Full-Stack AI Engineer
Altibbi
Posted on: Jan 12, 2026
Job Title: Full-Stack AI Engineer
Location: Amman, Jordan (On-site)
Experience: 1–2+ Years in Production Environments
Role Overview
We are seeking a highly skilled Full-Stack AI Engineer to join our team. You will be responsible
for the end-to-end lifecycle of AI products, from designing sophisticated RAG pipelines and
fine-tuning LLMs to deploying scalable models on bare-metal and cloud infrastructure. The ideal candidate thrives at the intersection of software engineering and cutting-edge AI.
Key Responsibilities
● AI Development: Design, implement, and optimize RAG and CAG systems.
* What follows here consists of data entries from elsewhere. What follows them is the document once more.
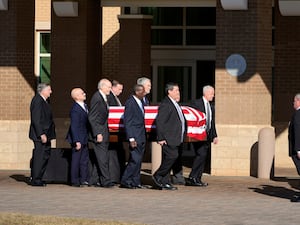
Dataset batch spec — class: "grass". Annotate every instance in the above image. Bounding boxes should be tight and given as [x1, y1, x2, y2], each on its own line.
[0, 212, 144, 225]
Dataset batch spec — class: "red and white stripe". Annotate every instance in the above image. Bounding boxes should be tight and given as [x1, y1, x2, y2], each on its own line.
[108, 106, 207, 141]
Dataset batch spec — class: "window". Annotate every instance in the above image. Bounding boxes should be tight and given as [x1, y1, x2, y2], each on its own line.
[39, 32, 51, 83]
[141, 7, 216, 47]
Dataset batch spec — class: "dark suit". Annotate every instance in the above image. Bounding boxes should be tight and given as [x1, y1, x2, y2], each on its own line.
[121, 95, 146, 187]
[29, 94, 55, 185]
[66, 102, 89, 185]
[107, 91, 126, 183]
[88, 91, 112, 186]
[154, 96, 186, 185]
[189, 97, 217, 180]
[288, 108, 300, 175]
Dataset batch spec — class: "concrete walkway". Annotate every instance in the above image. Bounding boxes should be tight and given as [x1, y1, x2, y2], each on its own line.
[0, 168, 300, 225]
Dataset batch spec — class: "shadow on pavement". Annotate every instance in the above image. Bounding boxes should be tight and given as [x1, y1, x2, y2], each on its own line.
[10, 174, 31, 185]
[249, 177, 300, 202]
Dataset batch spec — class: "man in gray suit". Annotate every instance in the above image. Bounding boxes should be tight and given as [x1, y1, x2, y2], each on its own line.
[88, 79, 114, 188]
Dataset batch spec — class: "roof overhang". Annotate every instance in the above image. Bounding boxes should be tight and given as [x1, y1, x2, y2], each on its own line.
[101, 0, 215, 7]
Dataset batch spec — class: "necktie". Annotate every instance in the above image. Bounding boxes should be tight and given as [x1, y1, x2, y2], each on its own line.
[115, 96, 122, 106]
[139, 100, 144, 114]
[174, 102, 185, 142]
[84, 103, 88, 113]
[206, 102, 211, 131]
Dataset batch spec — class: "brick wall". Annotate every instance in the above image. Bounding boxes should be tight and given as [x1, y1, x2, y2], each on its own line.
[212, 0, 273, 176]
[102, 7, 120, 83]
[0, 0, 35, 169]
[118, 16, 152, 101]
[273, 1, 300, 122]
[35, 0, 51, 22]
[51, 0, 101, 146]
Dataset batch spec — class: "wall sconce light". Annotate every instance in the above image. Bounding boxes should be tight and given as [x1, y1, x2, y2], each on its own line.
[279, 0, 300, 16]
[220, 0, 248, 10]
[53, 1, 78, 17]
[0, 0, 8, 10]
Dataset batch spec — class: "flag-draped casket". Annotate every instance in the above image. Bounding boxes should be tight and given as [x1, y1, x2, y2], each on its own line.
[108, 106, 207, 141]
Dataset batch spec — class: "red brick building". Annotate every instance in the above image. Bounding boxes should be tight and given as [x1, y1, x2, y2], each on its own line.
[0, 0, 299, 176]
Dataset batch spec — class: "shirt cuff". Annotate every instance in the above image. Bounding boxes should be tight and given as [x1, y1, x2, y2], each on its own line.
[129, 138, 135, 142]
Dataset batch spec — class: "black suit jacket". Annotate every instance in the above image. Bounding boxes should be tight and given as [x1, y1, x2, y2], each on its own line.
[156, 96, 186, 147]
[289, 109, 300, 156]
[66, 102, 89, 145]
[107, 91, 122, 106]
[123, 96, 146, 144]
[88, 91, 109, 142]
[190, 98, 217, 142]
[29, 94, 56, 141]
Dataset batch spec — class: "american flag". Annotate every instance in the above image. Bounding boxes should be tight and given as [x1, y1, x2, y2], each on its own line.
[108, 106, 207, 141]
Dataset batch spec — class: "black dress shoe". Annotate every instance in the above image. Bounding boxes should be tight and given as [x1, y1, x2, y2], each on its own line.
[101, 183, 115, 188]
[162, 183, 178, 191]
[119, 183, 136, 189]
[31, 181, 46, 187]
[80, 181, 89, 187]
[152, 176, 163, 188]
[291, 195, 300, 202]
[185, 178, 207, 187]
[135, 184, 147, 189]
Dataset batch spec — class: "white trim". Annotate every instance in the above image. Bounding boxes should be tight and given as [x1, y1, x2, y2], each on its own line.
[118, 15, 153, 20]
[102, 0, 215, 7]
[0, 0, 8, 10]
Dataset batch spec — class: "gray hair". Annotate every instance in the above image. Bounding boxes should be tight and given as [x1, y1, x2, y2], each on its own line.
[295, 93, 300, 100]
[98, 78, 110, 89]
[137, 77, 151, 86]
[37, 83, 50, 94]
[203, 85, 214, 95]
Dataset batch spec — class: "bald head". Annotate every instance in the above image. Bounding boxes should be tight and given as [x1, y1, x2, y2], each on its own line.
[71, 88, 86, 102]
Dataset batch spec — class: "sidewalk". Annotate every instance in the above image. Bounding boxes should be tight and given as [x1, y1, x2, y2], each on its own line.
[0, 168, 299, 225]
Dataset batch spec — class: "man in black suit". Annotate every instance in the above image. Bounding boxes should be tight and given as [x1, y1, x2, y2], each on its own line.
[29, 83, 56, 186]
[88, 78, 114, 188]
[289, 94, 300, 202]
[120, 84, 146, 189]
[186, 85, 218, 187]
[66, 88, 89, 187]
[107, 80, 125, 184]
[153, 83, 186, 191]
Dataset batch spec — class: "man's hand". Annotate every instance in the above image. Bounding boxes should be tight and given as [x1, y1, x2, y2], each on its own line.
[129, 140, 137, 148]
[96, 134, 103, 143]
[213, 137, 218, 145]
[75, 142, 81, 150]
[41, 134, 47, 143]
[158, 140, 167, 146]
[297, 151, 300, 159]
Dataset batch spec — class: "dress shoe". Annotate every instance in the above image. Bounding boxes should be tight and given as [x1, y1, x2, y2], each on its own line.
[71, 184, 81, 188]
[119, 183, 136, 189]
[161, 183, 178, 191]
[80, 181, 89, 187]
[31, 181, 46, 187]
[101, 183, 115, 188]
[90, 182, 101, 187]
[185, 178, 208, 187]
[291, 195, 300, 202]
[135, 184, 147, 189]
[152, 176, 164, 188]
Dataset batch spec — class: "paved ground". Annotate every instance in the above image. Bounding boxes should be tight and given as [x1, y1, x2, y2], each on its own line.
[1, 167, 300, 225]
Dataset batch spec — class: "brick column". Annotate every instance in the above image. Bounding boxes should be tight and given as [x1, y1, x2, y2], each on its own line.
[51, 0, 101, 147]
[0, 0, 35, 169]
[118, 15, 152, 101]
[213, 0, 273, 176]
[274, 2, 300, 122]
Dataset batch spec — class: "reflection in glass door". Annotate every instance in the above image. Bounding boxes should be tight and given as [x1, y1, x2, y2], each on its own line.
[152, 63, 196, 104]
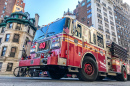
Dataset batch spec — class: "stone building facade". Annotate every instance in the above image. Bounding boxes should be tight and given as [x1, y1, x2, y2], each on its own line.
[0, 12, 38, 75]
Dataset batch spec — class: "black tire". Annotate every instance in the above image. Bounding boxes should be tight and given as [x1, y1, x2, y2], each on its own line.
[127, 75, 130, 81]
[49, 71, 65, 79]
[96, 76, 105, 81]
[116, 67, 127, 81]
[77, 57, 98, 81]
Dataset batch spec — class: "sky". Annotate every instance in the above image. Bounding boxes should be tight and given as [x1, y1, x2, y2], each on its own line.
[24, 0, 82, 26]
[123, 0, 130, 5]
[23, 0, 130, 26]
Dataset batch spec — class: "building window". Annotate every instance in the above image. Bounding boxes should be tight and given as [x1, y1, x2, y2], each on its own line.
[87, 3, 91, 8]
[0, 62, 3, 71]
[103, 7, 107, 11]
[87, 14, 92, 18]
[4, 6, 6, 9]
[113, 37, 116, 42]
[10, 47, 16, 57]
[110, 21, 114, 25]
[108, 6, 112, 10]
[5, 34, 10, 42]
[118, 35, 120, 39]
[28, 26, 30, 33]
[105, 29, 110, 34]
[115, 16, 117, 19]
[1, 15, 3, 18]
[9, 23, 13, 29]
[1, 27, 5, 33]
[111, 26, 114, 30]
[104, 12, 107, 17]
[2, 11, 5, 14]
[19, 15, 22, 19]
[1, 46, 7, 56]
[5, 2, 7, 5]
[98, 25, 103, 31]
[16, 23, 21, 30]
[96, 3, 100, 7]
[33, 31, 35, 36]
[87, 0, 91, 3]
[87, 20, 89, 24]
[97, 13, 102, 19]
[102, 2, 106, 7]
[105, 23, 109, 28]
[112, 32, 116, 36]
[109, 11, 112, 15]
[104, 17, 108, 22]
[98, 19, 102, 24]
[6, 63, 13, 71]
[97, 8, 101, 13]
[81, 2, 85, 7]
[106, 34, 110, 39]
[87, 9, 91, 13]
[110, 16, 113, 20]
[13, 34, 20, 43]
[96, 0, 100, 3]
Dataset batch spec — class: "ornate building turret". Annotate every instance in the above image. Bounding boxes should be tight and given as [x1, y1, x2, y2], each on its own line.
[0, 12, 38, 75]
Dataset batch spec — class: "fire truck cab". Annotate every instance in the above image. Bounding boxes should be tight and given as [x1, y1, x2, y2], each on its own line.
[19, 15, 129, 81]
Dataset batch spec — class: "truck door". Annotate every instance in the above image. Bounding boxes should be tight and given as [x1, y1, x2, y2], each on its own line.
[65, 20, 83, 67]
[72, 24, 82, 67]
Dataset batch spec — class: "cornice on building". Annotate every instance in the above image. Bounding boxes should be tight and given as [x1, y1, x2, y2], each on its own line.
[4, 12, 37, 31]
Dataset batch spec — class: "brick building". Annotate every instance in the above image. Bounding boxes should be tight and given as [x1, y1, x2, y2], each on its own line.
[0, 0, 25, 19]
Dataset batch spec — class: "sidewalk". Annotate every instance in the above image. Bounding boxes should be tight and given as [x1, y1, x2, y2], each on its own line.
[0, 74, 14, 77]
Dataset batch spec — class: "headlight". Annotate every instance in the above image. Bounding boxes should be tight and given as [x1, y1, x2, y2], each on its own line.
[30, 48, 36, 53]
[51, 42, 60, 48]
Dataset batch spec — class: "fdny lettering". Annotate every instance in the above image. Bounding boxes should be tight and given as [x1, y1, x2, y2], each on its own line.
[39, 42, 46, 49]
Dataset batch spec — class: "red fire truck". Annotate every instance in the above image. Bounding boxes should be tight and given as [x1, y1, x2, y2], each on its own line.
[18, 16, 130, 81]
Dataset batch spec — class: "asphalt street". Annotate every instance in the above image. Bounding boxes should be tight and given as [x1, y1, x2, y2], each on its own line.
[0, 77, 129, 86]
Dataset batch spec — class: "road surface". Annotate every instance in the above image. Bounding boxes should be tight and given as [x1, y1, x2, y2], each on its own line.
[0, 77, 129, 86]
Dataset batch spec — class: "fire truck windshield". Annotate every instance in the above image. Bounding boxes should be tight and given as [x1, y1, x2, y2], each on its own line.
[33, 18, 66, 41]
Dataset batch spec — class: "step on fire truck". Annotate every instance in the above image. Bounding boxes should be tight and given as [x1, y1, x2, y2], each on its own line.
[16, 15, 130, 81]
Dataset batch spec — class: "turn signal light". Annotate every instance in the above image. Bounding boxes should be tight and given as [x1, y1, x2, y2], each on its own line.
[33, 46, 35, 48]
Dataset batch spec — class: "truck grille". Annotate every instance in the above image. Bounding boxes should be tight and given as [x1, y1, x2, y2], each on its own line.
[37, 40, 50, 51]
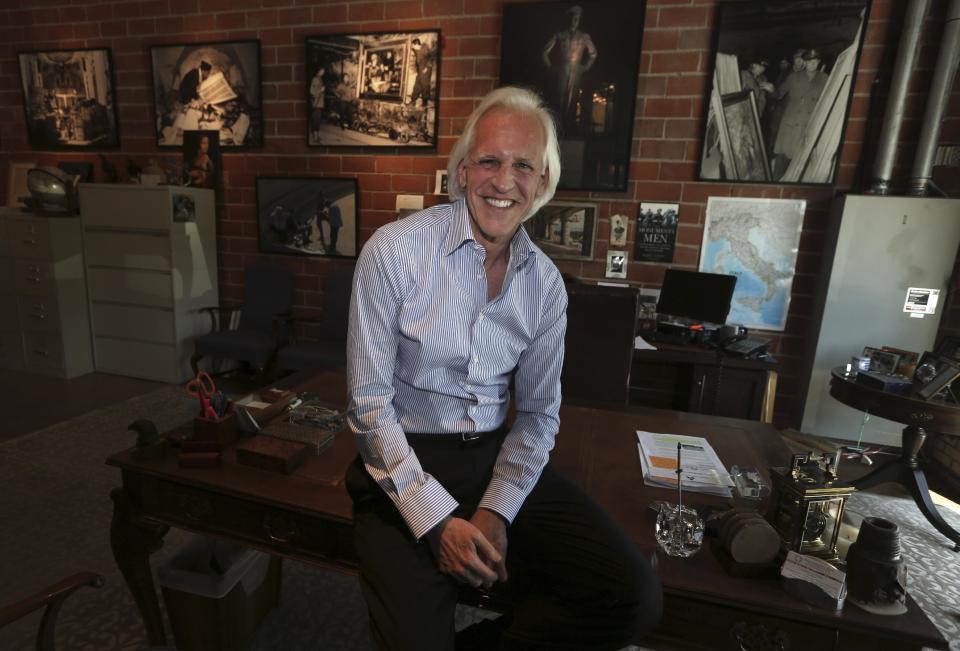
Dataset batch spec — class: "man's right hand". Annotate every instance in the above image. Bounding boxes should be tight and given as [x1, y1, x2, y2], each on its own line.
[425, 516, 502, 589]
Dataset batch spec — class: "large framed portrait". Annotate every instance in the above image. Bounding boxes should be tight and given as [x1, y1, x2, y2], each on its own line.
[305, 31, 440, 147]
[500, 1, 645, 191]
[150, 40, 263, 148]
[256, 177, 358, 259]
[523, 201, 597, 261]
[699, 0, 871, 185]
[17, 48, 120, 150]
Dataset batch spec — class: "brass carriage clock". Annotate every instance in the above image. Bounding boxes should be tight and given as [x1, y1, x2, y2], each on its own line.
[767, 452, 855, 560]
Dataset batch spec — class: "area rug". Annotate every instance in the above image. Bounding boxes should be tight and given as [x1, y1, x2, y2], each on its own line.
[0, 389, 953, 650]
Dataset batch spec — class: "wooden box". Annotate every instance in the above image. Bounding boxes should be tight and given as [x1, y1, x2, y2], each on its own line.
[236, 435, 309, 474]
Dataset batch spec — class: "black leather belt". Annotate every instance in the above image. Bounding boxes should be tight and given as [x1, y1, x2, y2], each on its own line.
[405, 423, 508, 446]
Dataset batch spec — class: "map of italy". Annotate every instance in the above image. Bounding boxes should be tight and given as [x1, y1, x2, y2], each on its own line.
[701, 198, 805, 331]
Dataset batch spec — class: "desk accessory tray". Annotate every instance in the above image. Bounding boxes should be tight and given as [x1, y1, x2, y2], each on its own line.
[236, 435, 309, 474]
[262, 419, 336, 456]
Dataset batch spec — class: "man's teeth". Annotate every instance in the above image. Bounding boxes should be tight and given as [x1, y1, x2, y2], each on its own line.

● Model Optimization: Perform fine-tuning and quantization of LLMs to balance performance and resource efficiency.
● Agentic Frameworks: Build autonomous workflows using agentic AI frameworks (e.g., LangGraph, AutoGPT, or CrewAI).
● Production Deployment: Deploy and maintain AI models in production environments, with a focus on high availability and low latency.
● Backend & Infrastructure: Develop robust APIs in Python and manage containerized environments using Docker.
● Database Management: Architect and query diverse data systems including SQL, NoSQL (MongoDB), and Graph databases.
Technical Requirements
● Core Languages: Mastery of Python and a strong command of Linux environments.
● AI/ML Expertise: Hands-on experience with LLM integration, prompt engineering, and vector databases.
● DevOps & Tooling: Proficient in Docker and version control systems (Git).
● Environment Experience: At least 1–2 years of experience deploying models in production, preferably with bare-metal server management.
● Data Systems: Excellent command of SQL; Experience with NoSQL databases (e.g., MongoDB), and Graph databases.
Preferred & Bonus Skills
● Experience with Apache Kafka for real-time data streaming.
● Knowledge of Graph-based RAG architectures.
Soft Skills
● Analytical Thinking: Ability to decompose complex problems into manageable technical tasks.
● Problem-Solving: A proactive mindset for debugging production issues and optimizing model bottlenecks.
● Communication: Fluent in technical English and capable of documenting complex workflows.